The players know that The Old Man in The Inn with a Curious Tale, is the trigger for an adventure (or whatever cliches your saga uses), rather than a mad irrelevancy.
The players know the Covenant Hooks and Story Flaws of their characters will trigger adventures. The characters do not.
The players know that Albert the Grog and Merdactus the Magnificant (a magus) cannot have a convincing conversation because they are controlled by the same player; and so avoid creating situations in which the two characters need to converse.
The players know that there are (say) four players and so whenever a group leaves the covenant for an Adventure, it is preferable for there to be at least four characters in that group.
Wouldn't call that crucial, when an adventure comes your way you don't really have a choice. If a dragon comes to eat the covenant it's either you stop the dragon or the covenant gets ate.
Yes your resaerch obsessed Magi are too dumb to realize that not working in the lab would mess up their research. Riiiiight
Though they may not know about break points they still must know somthing about a ranking system for books on magic and would want to aquire better ones to advance their learning.
If the "Curious Tale" is not relevent enough wo warrant their attention then the players and characters should ignore it.
The hooks and flaws are pretty obvious. Your character knows that his dark past may come to haunt him one day and a character know that in a world where dragons exist those legends of that monster in the cave south of the covenant may have somthing to them.
I geuss you got me on this one. But haveing a short canversation with one's self is not all bad wouldn't call it crucial.
That is unless Billy had a hot date on game night.
But is it really suprising that characters would want to have 4 or 5ish people to come with them when they want to adventure?
You know, therein lies a significant difference between my experience of ArsM and other games. ArsM "adventures" are typically much more player/character driven because they are so often based on individual Story Flaws or covenant Hooks. Unlike other games, adventures (at least in my sagas) aren't "forced" on the characters by some mysterious agent or mercenary contract. They are things that they players themselves have had a part in choosing.
As for the original topic, it reminds me of an interesting issue that came up in my last, now defunct, saga. I'd recently picked up the Realms of Power: Infernal pdf and was running an adventure based around the idea that acts of Infernal auras created by acts of sin. One of my players got very upset about it. He insisted that, since everyone knew that certain acts created Infernal auras, everyone knew those acts were sins and so there could be no theological debates. I frankly think he took his line of reasoning to far but the discussion lead me to wonder... As a game mechanic, we all know about auras, aura interactions and the four realms. But how much of that knowledge is really understood in character. Do magi understand that acts of sin create Infernal auras? Does the Chuch? Do common people know that their villages are surrouned by Divine auras? If they do, how does that understanding effect the institutions of Mythic Europe? How does is this game mechanic, which is cruicial for every player to understand, reflected by in character knowledge and by the setting in general?

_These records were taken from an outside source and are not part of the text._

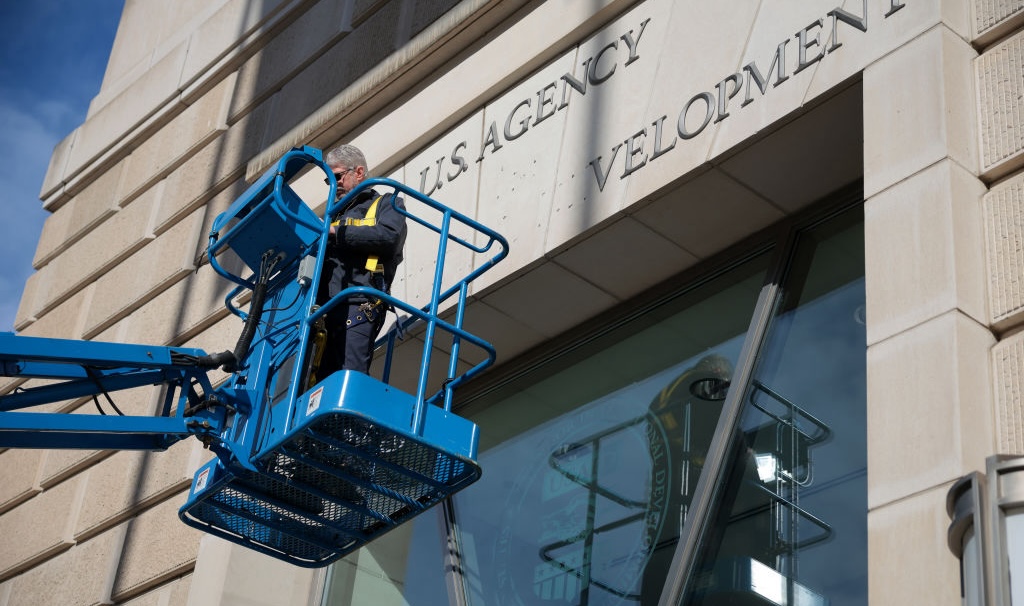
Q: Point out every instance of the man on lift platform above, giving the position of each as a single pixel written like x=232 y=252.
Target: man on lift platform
x=365 y=249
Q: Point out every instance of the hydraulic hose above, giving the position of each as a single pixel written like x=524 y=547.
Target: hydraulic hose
x=229 y=359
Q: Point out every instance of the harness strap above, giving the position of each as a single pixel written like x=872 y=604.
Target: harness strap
x=373 y=261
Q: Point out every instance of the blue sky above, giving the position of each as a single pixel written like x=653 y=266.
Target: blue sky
x=52 y=57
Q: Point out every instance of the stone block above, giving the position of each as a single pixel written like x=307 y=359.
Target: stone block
x=907 y=557
x=179 y=311
x=439 y=174
x=363 y=9
x=925 y=251
x=1000 y=104
x=156 y=88
x=1008 y=359
x=144 y=274
x=287 y=53
x=993 y=18
x=927 y=118
x=599 y=147
x=59 y=464
x=625 y=258
x=1004 y=217
x=806 y=160
x=102 y=248
x=53 y=180
x=698 y=228
x=225 y=34
x=53 y=236
x=29 y=303
x=929 y=386
x=129 y=481
x=187 y=132
x=335 y=69
x=39 y=528
x=18 y=476
x=158 y=548
x=65 y=320
x=568 y=300
x=268 y=581
x=93 y=204
x=214 y=167
x=80 y=576
x=174 y=593
x=424 y=13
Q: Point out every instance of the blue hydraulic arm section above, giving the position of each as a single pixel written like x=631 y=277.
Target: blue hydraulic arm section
x=306 y=468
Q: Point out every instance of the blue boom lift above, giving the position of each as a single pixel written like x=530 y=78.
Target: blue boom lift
x=303 y=473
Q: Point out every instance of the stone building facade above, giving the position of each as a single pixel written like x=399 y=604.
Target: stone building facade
x=627 y=148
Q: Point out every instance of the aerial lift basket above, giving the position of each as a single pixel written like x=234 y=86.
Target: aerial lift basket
x=352 y=457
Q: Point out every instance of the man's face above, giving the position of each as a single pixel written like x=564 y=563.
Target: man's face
x=347 y=177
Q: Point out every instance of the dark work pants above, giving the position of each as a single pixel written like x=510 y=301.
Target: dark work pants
x=350 y=336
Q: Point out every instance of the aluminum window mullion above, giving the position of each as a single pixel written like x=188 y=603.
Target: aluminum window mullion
x=708 y=490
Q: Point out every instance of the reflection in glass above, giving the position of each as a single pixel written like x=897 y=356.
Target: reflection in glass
x=790 y=526
x=590 y=461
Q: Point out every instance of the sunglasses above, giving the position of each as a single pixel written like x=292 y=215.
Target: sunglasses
x=338 y=176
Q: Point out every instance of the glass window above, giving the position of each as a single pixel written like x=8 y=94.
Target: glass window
x=591 y=459
x=790 y=526
x=593 y=455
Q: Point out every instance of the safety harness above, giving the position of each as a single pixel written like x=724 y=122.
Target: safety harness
x=373 y=261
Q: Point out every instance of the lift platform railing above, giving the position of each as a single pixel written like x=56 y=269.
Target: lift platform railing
x=305 y=470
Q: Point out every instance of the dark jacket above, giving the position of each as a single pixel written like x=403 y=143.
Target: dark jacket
x=347 y=252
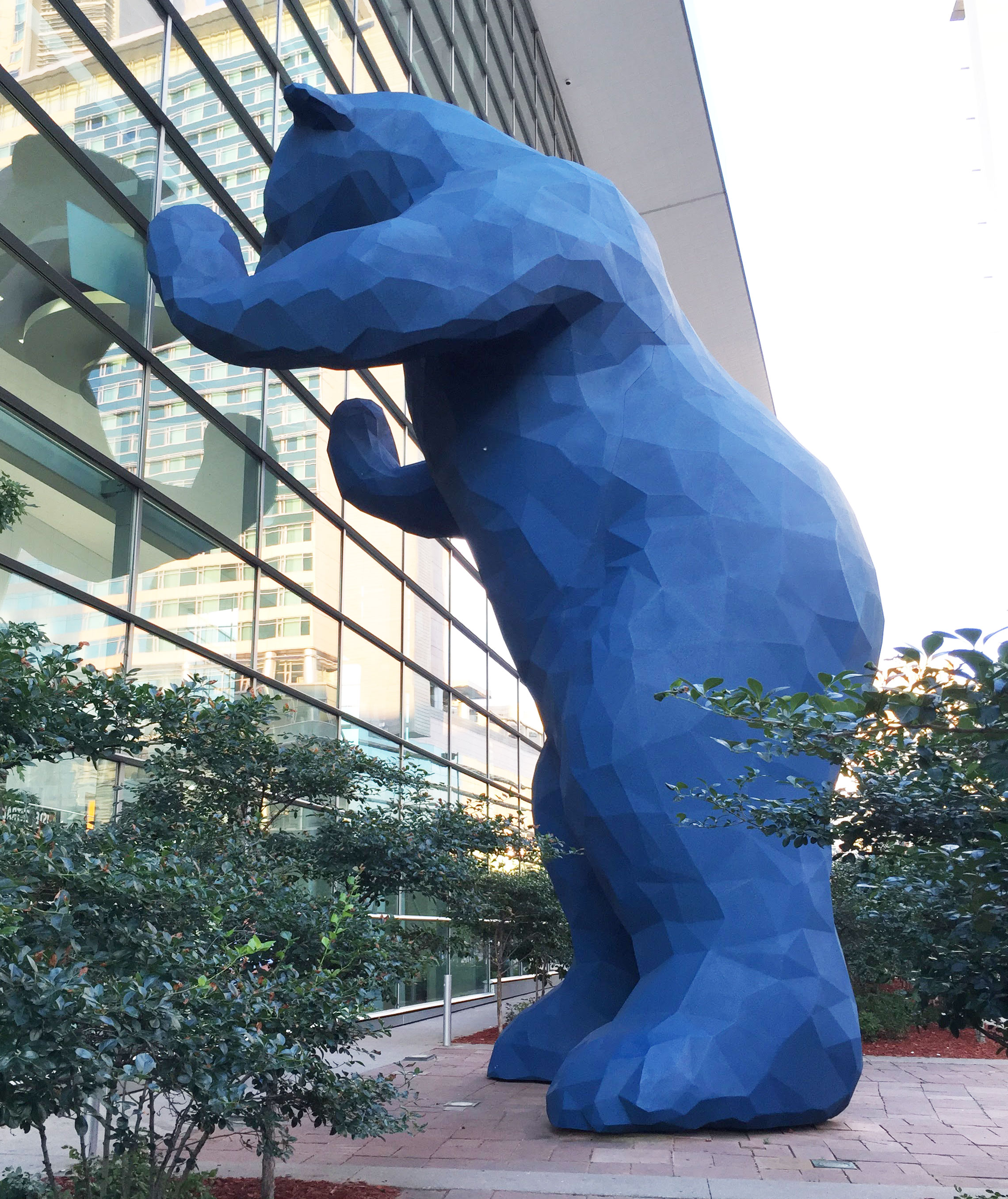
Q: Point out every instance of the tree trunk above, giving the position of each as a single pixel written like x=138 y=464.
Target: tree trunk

I'm with your player. I don't understand how measurable religious truth can possibly work in a world that's supposed to be closely modeled on our own. What happens when two different religions, with different ideas of sin, come together? What auras are generated? What happens when two different people claim the Papal throne? Does the Sacred College hop over to their neighborhood OOH Covenant and have the Might measured?
I'm no use on your question about in-character knowledge because I've never found an in-character way to make the RoP:D canonical world work.